From time to time, the United States identifies certain individuals as crucial to the operation of terrorist organizations. Most often these are top leaders, or they help finance terrorist organizations. In all cases, these are people who have committed, or are deemed to pose a significant risk of committing acts of terrorism.
When such an individual is identified, the U.S. Government places that person's name on the Specially Designated Terrorists List. His assets within U.S. reach are immediately frozen, and he is locked out of the global financial network. No U.S. citizen or company may conduct business with a designated individual. In this way, the United States disrupts financial support networks for terrorists and terrorist organizations.
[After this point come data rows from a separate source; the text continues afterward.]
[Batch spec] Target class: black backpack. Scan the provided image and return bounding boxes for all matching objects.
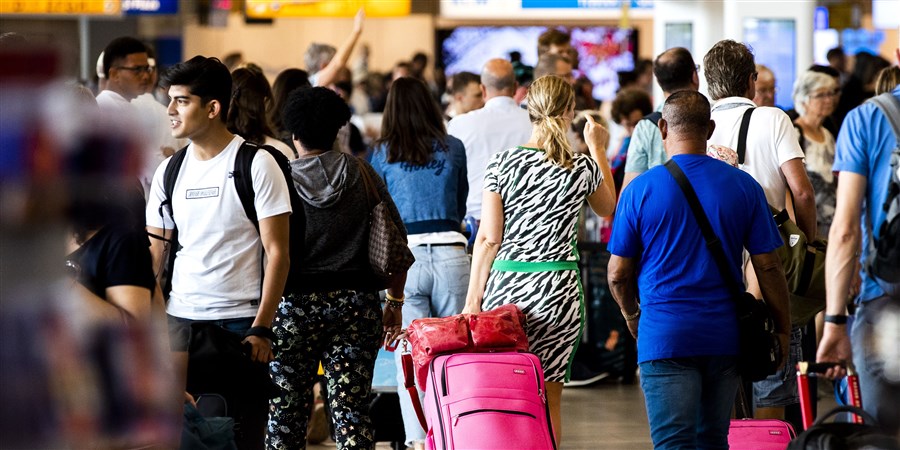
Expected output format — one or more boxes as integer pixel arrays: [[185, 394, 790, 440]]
[[787, 405, 900, 450], [866, 92, 900, 299], [159, 141, 305, 298]]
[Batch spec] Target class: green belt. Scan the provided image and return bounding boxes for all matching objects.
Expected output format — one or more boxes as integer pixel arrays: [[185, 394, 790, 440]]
[[491, 259, 578, 272]]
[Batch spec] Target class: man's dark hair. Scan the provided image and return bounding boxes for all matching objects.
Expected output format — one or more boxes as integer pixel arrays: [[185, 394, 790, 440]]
[[267, 68, 312, 137], [450, 72, 481, 95], [653, 47, 697, 94], [281, 87, 350, 150], [703, 39, 756, 100], [103, 36, 147, 79], [610, 88, 653, 123], [662, 90, 710, 135], [225, 67, 275, 145], [375, 77, 447, 166], [160, 55, 231, 123]]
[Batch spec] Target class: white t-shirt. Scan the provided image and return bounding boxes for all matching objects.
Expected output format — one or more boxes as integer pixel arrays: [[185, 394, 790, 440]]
[[146, 136, 291, 320], [447, 97, 531, 219], [708, 97, 803, 209]]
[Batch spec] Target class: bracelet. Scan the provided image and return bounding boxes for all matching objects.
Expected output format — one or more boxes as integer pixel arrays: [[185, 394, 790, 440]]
[[825, 314, 847, 325], [244, 326, 278, 343], [384, 297, 403, 309], [622, 307, 641, 322]]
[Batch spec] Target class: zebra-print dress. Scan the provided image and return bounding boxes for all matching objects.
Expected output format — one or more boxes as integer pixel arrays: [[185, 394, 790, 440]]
[[482, 147, 603, 382]]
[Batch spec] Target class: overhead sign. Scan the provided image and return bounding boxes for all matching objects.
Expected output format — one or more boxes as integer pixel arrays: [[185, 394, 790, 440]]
[[440, 0, 653, 20], [122, 0, 178, 15], [522, 0, 653, 9], [0, 0, 122, 15], [246, 0, 411, 19]]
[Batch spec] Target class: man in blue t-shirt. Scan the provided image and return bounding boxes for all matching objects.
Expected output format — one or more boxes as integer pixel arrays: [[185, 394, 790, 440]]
[[816, 83, 900, 435], [609, 90, 790, 448]]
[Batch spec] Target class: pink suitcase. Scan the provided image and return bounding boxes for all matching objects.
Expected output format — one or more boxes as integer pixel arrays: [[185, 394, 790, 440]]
[[425, 352, 556, 450], [728, 419, 796, 450]]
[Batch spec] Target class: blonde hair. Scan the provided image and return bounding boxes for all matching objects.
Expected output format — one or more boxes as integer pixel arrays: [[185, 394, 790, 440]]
[[526, 75, 575, 169]]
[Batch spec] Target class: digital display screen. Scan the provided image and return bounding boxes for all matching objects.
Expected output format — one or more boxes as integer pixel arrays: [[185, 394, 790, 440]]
[[437, 26, 637, 100], [744, 18, 797, 109]]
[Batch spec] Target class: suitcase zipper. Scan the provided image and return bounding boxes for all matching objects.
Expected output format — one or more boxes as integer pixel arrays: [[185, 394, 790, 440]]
[[453, 409, 537, 426]]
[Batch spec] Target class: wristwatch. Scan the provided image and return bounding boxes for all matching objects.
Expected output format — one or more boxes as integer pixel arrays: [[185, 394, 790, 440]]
[[825, 314, 847, 325]]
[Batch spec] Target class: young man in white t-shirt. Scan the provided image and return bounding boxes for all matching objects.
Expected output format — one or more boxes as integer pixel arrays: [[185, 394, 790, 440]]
[[703, 40, 816, 432], [146, 56, 291, 448]]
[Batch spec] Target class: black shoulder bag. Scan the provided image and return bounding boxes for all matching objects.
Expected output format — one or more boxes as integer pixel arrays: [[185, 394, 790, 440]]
[[665, 159, 782, 381]]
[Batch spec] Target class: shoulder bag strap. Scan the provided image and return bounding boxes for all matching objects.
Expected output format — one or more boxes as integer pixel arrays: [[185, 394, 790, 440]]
[[350, 156, 381, 209], [737, 106, 756, 164], [665, 159, 741, 295], [400, 353, 428, 430]]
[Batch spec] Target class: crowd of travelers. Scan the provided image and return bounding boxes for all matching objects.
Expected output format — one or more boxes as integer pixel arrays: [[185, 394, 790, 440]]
[[4, 15, 900, 449]]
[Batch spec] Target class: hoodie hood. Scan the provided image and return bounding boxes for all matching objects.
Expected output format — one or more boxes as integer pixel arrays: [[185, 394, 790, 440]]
[[291, 150, 347, 208]]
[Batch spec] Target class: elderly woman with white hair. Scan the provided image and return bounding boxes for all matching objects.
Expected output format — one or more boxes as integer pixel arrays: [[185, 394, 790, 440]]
[[793, 71, 841, 236]]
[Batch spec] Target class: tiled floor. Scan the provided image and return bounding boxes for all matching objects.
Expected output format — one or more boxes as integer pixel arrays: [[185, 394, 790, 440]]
[[308, 380, 835, 450]]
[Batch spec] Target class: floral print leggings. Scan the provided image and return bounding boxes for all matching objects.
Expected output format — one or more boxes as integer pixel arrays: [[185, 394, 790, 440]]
[[266, 290, 383, 449]]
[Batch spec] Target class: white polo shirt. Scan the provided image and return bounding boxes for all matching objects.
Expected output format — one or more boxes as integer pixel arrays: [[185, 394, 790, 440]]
[[707, 97, 803, 209], [447, 97, 531, 219]]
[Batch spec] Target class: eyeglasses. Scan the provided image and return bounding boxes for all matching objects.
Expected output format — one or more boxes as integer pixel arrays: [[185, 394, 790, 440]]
[[115, 66, 154, 75], [809, 89, 841, 100]]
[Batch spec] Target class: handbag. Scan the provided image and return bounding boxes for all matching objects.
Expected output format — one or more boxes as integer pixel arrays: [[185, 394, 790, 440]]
[[665, 159, 782, 381], [356, 158, 416, 278], [406, 304, 528, 391], [737, 108, 828, 327]]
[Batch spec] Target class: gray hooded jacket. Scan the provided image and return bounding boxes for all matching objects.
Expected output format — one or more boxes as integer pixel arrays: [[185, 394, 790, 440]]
[[291, 150, 405, 293]]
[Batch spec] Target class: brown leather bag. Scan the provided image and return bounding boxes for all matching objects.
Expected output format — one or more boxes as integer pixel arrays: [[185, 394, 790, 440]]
[[356, 158, 416, 278]]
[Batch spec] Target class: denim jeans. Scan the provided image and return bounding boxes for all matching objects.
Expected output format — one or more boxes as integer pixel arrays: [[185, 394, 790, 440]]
[[640, 356, 740, 450], [850, 296, 900, 435], [394, 244, 469, 446]]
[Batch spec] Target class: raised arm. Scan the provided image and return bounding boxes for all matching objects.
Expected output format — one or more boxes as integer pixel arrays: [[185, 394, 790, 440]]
[[584, 115, 616, 217], [316, 8, 366, 86]]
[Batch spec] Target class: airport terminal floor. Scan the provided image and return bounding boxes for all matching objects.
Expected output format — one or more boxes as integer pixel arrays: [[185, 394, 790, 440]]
[[307, 379, 835, 450]]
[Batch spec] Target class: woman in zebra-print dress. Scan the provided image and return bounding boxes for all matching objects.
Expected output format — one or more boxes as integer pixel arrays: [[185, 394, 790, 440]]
[[463, 76, 615, 442]]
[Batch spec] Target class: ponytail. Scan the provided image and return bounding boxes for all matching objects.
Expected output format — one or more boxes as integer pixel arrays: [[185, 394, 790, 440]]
[[527, 75, 575, 169], [538, 116, 573, 169]]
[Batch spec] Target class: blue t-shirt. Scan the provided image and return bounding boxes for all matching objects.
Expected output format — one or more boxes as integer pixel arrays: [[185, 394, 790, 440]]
[[371, 136, 469, 234], [833, 87, 900, 302], [608, 155, 782, 362]]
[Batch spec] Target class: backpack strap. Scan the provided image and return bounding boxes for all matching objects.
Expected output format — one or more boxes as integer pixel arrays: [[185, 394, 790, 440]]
[[737, 106, 756, 164], [641, 111, 662, 128], [866, 92, 900, 147], [230, 141, 260, 232], [159, 145, 188, 223]]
Until late last year, Abdiqadir Mumin was a recruiter and spokesman for al Shabaab, itself a designated terrorist organization that operates mostly in Somalia. In October of last year, Mumin defected from al Shabaab and set up an ISIL affiliate in Somalia’s Puntland semi-autonomous region. About 20 other members of al Shabaab followed him. The group is known to kidnap boys between the ages of 10 and 15, indoctrinate them and force them to participate in fighting.
On August 31, the U.S. Department of State added Abdiqadir Mumin to the Designated Global Terrorist List under Executive Order 13224. By doing so, the United States serves notice to the U.S. public and the international community that Abdiqadir Mumin is actively engaged in terrorism. Designations of terrorist individuals and groups expose and isolate organizations and individuals, and effectively lock them out of the global financial system. Global terrorist designations can also assist or complement the law enforcement actions of other U.S. agencies and other governments.
By designating Abdiqadir Mumin a global terrorist, the United States hopes to disrupt his own deadly agenda, and to nullify ISIL’s intentions of gaining a foothold in East Africa.